FinCEN Removes Beneficial Ownership Reporting Requirements for U.S. Companies and U.S. Persons, Sets New Deadlines for Foreign Companies

FinancialCrimesEnforcementNetwork

Following the U.S. Treasury Department’s March 2, 2025, announcement, the Financial Crimes Enforcement Network (FinCEN) is making a big change: in an interim final rule, U.S. companies and individuals will no longer have to report beneficial ownership information (BOI) under the Corporate Transparency Act.

With this interim final rule, FinCEN is updating the definition of a “reporting company.” Now, only businesses formed under the laws of another country and registered to do business in the U.S. by filing with a state or tribal office (formerly called “foreign reporting companies”) will need to report BOI. Meanwhile, U.S.-created entities (previously known as “domestic reporting companies”) are officially exempt from these reporting requirements.

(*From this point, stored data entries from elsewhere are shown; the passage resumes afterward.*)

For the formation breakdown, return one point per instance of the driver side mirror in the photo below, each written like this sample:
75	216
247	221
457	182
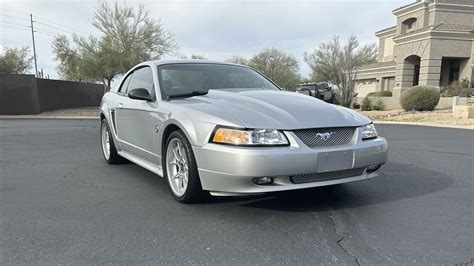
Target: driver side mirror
140	94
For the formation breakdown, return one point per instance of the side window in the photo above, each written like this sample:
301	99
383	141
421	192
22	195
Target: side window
123	88
142	78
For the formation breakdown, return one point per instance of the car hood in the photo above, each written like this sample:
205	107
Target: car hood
270	109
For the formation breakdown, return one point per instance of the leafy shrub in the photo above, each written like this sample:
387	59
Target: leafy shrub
380	94
467	92
366	104
420	98
377	104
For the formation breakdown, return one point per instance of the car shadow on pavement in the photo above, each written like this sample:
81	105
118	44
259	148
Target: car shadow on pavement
395	182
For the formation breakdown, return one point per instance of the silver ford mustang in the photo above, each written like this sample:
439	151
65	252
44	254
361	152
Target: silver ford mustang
225	129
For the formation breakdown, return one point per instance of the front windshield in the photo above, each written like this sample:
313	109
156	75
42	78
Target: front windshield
178	79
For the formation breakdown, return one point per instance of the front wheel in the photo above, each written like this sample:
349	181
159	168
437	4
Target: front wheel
181	169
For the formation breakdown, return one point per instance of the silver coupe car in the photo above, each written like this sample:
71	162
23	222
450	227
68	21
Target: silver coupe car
225	129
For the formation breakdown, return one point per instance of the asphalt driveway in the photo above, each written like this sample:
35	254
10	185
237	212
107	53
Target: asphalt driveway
61	203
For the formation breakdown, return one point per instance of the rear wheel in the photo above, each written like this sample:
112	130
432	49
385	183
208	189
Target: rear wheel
180	169
108	147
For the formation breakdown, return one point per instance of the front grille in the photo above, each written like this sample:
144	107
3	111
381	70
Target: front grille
315	177
339	136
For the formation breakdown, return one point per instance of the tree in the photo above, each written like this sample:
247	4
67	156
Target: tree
237	59
15	61
128	37
339	64
277	66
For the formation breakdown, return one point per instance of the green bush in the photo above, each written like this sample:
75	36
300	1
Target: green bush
420	98
380	94
467	92
366	104
377	104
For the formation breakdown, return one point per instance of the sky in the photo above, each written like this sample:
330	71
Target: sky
216	29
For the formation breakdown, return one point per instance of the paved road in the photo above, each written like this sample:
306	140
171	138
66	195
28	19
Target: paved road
61	203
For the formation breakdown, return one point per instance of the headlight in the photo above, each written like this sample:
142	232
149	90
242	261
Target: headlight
249	137
368	132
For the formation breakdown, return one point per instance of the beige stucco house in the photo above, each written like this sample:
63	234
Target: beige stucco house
432	44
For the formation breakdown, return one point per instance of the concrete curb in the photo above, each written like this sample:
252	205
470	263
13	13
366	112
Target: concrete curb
426	124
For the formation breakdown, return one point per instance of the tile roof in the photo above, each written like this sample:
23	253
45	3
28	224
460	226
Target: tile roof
378	65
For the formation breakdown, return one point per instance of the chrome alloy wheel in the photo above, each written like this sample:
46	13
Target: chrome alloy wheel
177	167
105	139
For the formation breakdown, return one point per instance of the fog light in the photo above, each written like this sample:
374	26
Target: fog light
372	168
263	180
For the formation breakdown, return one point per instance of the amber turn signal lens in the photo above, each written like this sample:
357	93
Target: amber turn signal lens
231	136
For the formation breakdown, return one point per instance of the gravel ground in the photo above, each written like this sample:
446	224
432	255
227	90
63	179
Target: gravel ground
437	116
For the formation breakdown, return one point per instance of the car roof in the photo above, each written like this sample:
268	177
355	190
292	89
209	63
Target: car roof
187	61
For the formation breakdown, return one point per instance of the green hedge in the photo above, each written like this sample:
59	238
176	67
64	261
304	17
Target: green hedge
420	98
380	94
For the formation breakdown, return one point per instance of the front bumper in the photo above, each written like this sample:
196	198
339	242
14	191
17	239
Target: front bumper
229	170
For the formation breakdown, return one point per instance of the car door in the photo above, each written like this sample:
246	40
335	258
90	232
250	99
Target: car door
136	120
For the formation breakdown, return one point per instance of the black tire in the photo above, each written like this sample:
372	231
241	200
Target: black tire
113	158
194	192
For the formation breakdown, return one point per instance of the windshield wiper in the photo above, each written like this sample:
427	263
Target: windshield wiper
188	94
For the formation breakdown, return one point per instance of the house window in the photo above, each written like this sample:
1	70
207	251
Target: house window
388	83
409	25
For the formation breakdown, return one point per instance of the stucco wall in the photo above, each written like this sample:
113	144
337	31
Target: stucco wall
392	103
60	94
24	94
18	95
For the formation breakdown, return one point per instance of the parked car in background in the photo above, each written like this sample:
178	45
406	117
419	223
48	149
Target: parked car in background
322	91
224	129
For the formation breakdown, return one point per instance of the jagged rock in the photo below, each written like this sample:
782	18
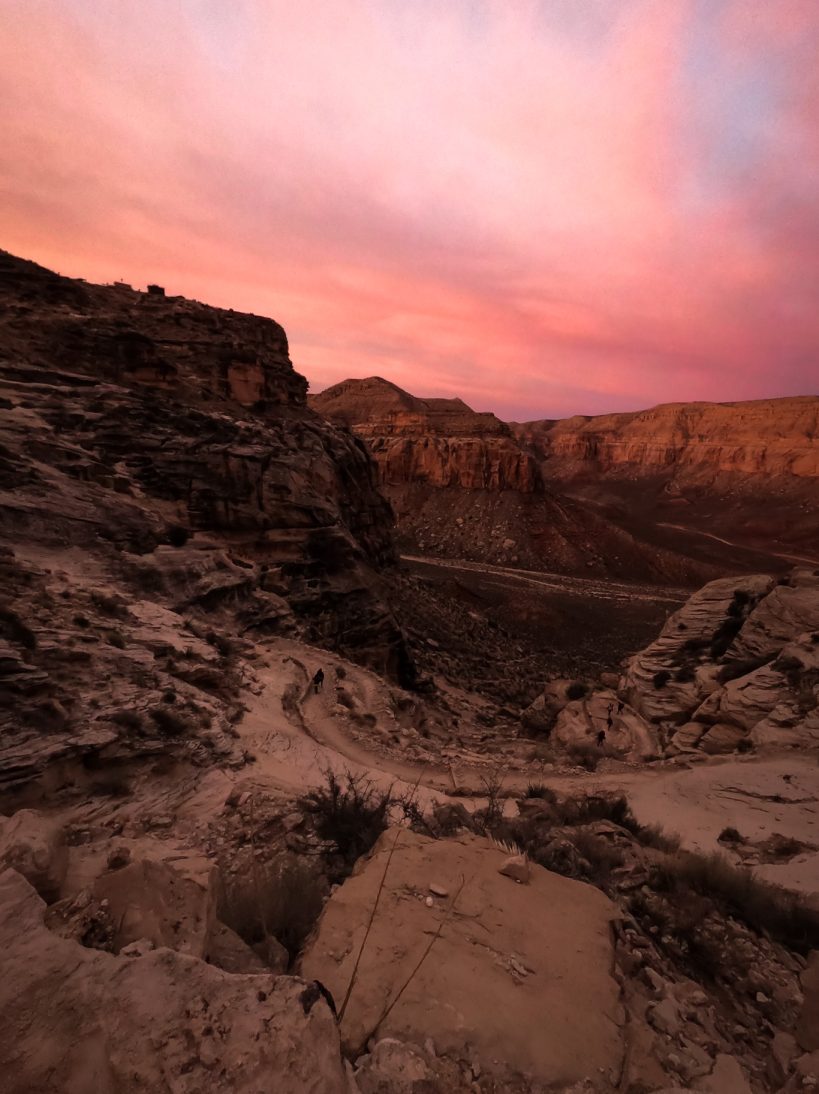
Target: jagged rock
35	846
807	1028
226	950
516	868
395	1067
727	1078
569	957
77	1020
152	900
624	732
737	664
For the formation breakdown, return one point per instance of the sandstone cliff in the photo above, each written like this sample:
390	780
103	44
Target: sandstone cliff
163	486
765	437
463	486
705	478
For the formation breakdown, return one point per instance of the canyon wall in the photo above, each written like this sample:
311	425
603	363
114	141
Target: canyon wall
165	495
764	437
463	485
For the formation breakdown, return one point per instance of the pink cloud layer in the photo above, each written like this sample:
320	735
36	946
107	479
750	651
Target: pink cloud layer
546	208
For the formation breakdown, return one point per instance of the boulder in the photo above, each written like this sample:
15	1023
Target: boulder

In short, if your company was created in the U.S., you no longer have to report BOI to FinCEN. However, foreign businesses that meet the new “reporting company” definition and don’t qualify for an exemption will still need to submit BOI—though they won’t have to report any U.S. individuals as beneficial owners. Likewise, U.S. individuals won’t have to report BOI for any foreign company they own.

For foreign businesses that do need to report, here are the deadlines:

  • If your company was already registered to do business in the U.S. before this rule was published, you have 30 days from the publication date to file your BOI report.
  • If your company registers after the rule is published, you’ll have 30 calendar days from the date your registration becomes official.

FinCEN is currently accepting comments on this rule and plans to finalize it later this year.